Closed Bug 747288 Opened 12 years ago Closed 12 years ago

Generate faster jitcode for DOM getters/setters

Categories

(Core :: JavaScript Engine, defect)

x86
macOS
defect
Not set
normal

Tracking

()

RESOLVED FIXED

People

(Reporter: bzbarsky, Assigned: efaust)

References

Details

Attachments

(4 files, 2 obsolete files)

This is bug 747285 part (C).  Might need to be further broken up.
Assignee: general → nicolas.b.pierron
Depends on: 757932
Depends on: 766447
First blush runs of called bottom halves yields the following runtimes on a bz microbenchmark that calls XMLHttpRequest.readyState 10,000,000 times.
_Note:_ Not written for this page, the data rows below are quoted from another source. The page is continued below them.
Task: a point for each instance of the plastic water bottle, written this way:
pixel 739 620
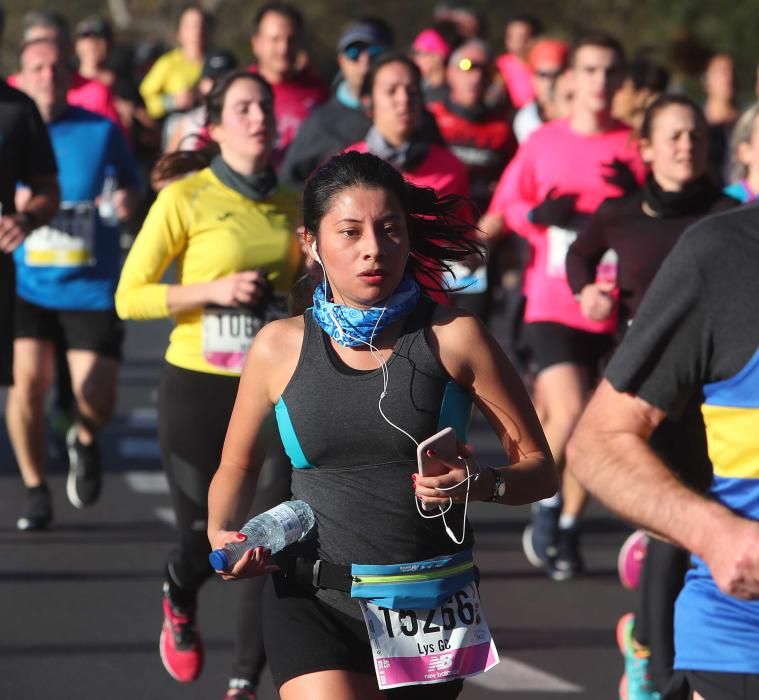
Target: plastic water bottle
pixel 278 527
pixel 107 208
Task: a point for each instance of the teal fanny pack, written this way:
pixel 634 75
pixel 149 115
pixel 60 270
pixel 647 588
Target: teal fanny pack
pixel 415 585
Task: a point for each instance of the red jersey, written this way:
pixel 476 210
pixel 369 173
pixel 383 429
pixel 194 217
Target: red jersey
pixel 484 143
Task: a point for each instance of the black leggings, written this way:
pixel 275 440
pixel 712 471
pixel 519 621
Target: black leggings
pixel 194 410
pixel 662 579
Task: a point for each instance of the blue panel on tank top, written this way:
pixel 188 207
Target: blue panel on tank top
pixel 289 438
pixel 456 410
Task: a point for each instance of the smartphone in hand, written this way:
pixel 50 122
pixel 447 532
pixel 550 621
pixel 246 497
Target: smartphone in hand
pixel 444 447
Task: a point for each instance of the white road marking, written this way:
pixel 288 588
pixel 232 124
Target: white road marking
pixel 139 448
pixel 512 676
pixel 147 482
pixel 166 515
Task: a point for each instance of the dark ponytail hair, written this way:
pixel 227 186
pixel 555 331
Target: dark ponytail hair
pixel 174 165
pixel 439 232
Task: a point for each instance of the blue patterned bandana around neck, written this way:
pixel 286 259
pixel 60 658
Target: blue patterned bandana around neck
pixel 354 327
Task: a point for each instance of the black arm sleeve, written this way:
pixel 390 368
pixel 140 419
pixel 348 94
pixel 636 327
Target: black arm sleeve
pixel 587 250
pixel 665 354
pixel 38 152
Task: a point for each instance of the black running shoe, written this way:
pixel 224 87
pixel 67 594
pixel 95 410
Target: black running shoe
pixel 38 509
pixel 84 479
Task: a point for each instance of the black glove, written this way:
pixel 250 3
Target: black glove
pixel 553 211
pixel 619 174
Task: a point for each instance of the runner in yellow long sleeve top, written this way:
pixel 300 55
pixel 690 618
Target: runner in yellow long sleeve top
pixel 170 84
pixel 231 230
pixel 212 232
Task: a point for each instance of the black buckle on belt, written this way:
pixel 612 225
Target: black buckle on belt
pixel 305 572
pixel 334 576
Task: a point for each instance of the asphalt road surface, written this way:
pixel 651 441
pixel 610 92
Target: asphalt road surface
pixel 80 604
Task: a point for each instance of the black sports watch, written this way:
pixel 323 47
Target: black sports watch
pixel 499 485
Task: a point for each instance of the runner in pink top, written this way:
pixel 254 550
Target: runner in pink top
pixel 578 171
pixel 89 94
pixel 559 177
pixel 276 43
pixel 518 79
pixel 517 76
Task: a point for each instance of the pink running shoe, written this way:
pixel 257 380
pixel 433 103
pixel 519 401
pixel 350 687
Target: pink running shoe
pixel 630 559
pixel 180 645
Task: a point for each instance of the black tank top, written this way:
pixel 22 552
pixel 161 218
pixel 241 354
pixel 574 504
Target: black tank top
pixel 358 474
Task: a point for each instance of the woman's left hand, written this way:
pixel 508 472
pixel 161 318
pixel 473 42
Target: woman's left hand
pixel 428 489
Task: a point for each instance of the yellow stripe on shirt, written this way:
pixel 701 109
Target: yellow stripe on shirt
pixel 731 434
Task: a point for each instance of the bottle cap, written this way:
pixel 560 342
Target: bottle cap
pixel 218 559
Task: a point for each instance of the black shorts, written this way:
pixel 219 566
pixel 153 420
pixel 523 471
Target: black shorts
pixel 7 302
pixel 101 332
pixel 551 343
pixel 304 635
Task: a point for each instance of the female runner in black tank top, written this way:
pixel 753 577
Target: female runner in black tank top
pixel 371 232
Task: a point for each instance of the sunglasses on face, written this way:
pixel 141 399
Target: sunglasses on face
pixel 354 51
pixel 547 74
pixel 466 64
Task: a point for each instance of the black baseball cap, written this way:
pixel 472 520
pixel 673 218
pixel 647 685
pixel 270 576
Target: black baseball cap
pixel 366 31
pixel 94 26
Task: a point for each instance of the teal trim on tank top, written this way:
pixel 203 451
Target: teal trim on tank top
pixel 456 410
pixel 289 438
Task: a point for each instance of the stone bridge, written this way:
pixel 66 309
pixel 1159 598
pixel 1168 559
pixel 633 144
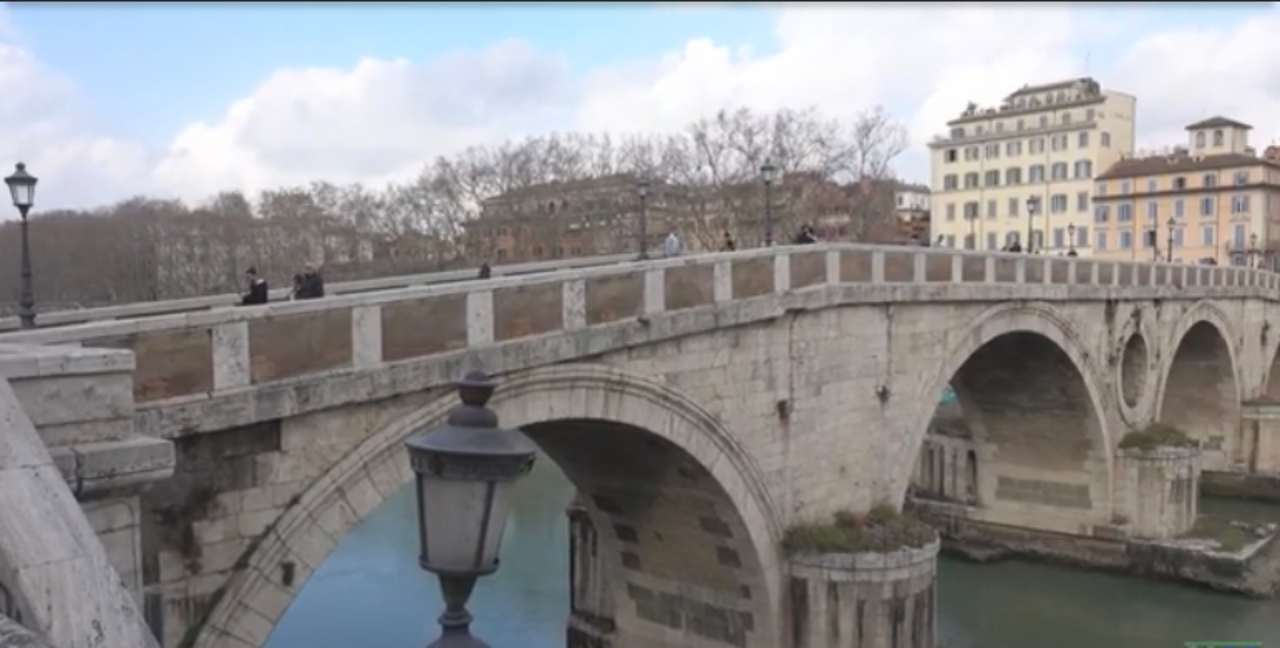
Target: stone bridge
pixel 700 405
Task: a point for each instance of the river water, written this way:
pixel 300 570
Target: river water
pixel 370 593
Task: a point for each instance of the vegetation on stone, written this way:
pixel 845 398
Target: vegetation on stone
pixel 1156 436
pixel 882 529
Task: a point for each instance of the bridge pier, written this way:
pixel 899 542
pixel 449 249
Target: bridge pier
pixel 869 599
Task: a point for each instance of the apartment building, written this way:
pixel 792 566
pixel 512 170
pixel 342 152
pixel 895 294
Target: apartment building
pixel 1214 199
pixel 1025 169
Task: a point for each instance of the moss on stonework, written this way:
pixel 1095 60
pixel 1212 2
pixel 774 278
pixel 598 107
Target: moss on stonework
pixel 882 529
pixel 1157 436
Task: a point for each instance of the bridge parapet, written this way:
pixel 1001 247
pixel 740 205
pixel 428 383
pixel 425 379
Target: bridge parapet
pixel 200 355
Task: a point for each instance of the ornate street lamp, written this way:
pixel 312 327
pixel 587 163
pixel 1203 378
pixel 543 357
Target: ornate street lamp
pixel 1032 208
pixel 769 173
pixel 22 188
pixel 465 470
pixel 643 188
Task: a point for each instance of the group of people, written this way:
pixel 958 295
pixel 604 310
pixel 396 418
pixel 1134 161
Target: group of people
pixel 306 286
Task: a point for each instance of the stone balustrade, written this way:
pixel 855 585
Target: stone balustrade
pixel 206 352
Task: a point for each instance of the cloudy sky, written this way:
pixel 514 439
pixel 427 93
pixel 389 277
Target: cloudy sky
pixel 106 101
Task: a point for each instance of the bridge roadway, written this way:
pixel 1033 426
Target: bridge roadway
pixel 700 405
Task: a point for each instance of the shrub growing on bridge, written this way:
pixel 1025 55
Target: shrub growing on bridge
pixel 882 530
pixel 1157 436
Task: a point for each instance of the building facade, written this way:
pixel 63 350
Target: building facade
pixel 1024 170
pixel 1211 201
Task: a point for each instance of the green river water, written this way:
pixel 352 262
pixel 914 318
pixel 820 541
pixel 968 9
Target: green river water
pixel 370 593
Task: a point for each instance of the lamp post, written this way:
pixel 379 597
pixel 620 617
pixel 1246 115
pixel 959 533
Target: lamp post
pixel 1032 205
pixel 769 173
pixel 464 471
pixel 22 188
pixel 643 188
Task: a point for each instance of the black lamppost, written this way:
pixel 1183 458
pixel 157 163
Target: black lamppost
pixel 1032 206
pixel 769 173
pixel 22 187
pixel 643 188
pixel 465 470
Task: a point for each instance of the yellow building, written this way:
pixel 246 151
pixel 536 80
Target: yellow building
pixel 1214 199
pixel 1038 151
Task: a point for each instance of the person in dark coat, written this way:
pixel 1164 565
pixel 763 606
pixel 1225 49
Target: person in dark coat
pixel 312 284
pixel 728 245
pixel 256 288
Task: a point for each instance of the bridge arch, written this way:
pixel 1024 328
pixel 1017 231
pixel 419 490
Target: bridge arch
pixel 1201 382
pixel 622 411
pixel 1033 411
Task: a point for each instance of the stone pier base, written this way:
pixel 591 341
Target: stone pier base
pixel 1157 491
pixel 865 599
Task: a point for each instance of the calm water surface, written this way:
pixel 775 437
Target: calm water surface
pixel 370 593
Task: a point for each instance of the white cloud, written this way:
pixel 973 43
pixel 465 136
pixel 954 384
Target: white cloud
pixel 382 119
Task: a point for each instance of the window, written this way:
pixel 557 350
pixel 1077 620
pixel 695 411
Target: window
pixel 1206 206
pixel 1057 202
pixel 1240 204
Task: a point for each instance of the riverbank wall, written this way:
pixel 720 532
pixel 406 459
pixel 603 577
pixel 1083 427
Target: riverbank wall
pixel 1252 570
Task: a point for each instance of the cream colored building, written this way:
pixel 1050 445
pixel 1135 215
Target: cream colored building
pixel 1043 144
pixel 1214 199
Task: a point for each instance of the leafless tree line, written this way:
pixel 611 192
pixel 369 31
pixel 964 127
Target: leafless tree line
pixel 149 249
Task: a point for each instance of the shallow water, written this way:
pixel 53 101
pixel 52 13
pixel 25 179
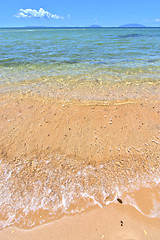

JM + IM: ~125ms, though I've seen it as low as 110
JM + IM with just calling the original native getter: ~137ms
JM: ~140ms
IM: ~135ms
Safari: 90ms.

We've made up about half the distance.
Patches please?  Slightly curious as to how much time we spend in the jitcode vs the binding now....
Assignee: nicolas.b.pierron → efaust
Status: NEW → ASSIGNED
With that patch, on the readyState testcase, I see numbers approximately like so (on x86-64):

  58% ion code.  I have no real visibility into this, but whatever we can do to reduce the
      amount of code here would presumably help.  This is about 6800 samples at 20us
      sample interval.
  19% self code in js::ion::DOMPropertyDispatch.  This is almost entirely function call
      overhead plus the branching that js::GetReservedSlot ends up having to do.  Inlining
      DOMPropertyDispatch into the jitcode, if at all possible would eliminate pretty much
      all of this, I think.  About 2200 samples here.
  14% self code in specialized_get_readyState.  This is basically 36% register gunk on
      entry, 12% doing the actual call into XHR (but not including time in XHR!), 15%
      doing INT_TO_JSVAL, 37% register gunk on exit.  Wish we could inline this too!  Can
      we win by using a better calling convention, perhaps?  About 1600 samples here.
   7% nsXMLHttpRequest::GetReadyState.  About 800 samples.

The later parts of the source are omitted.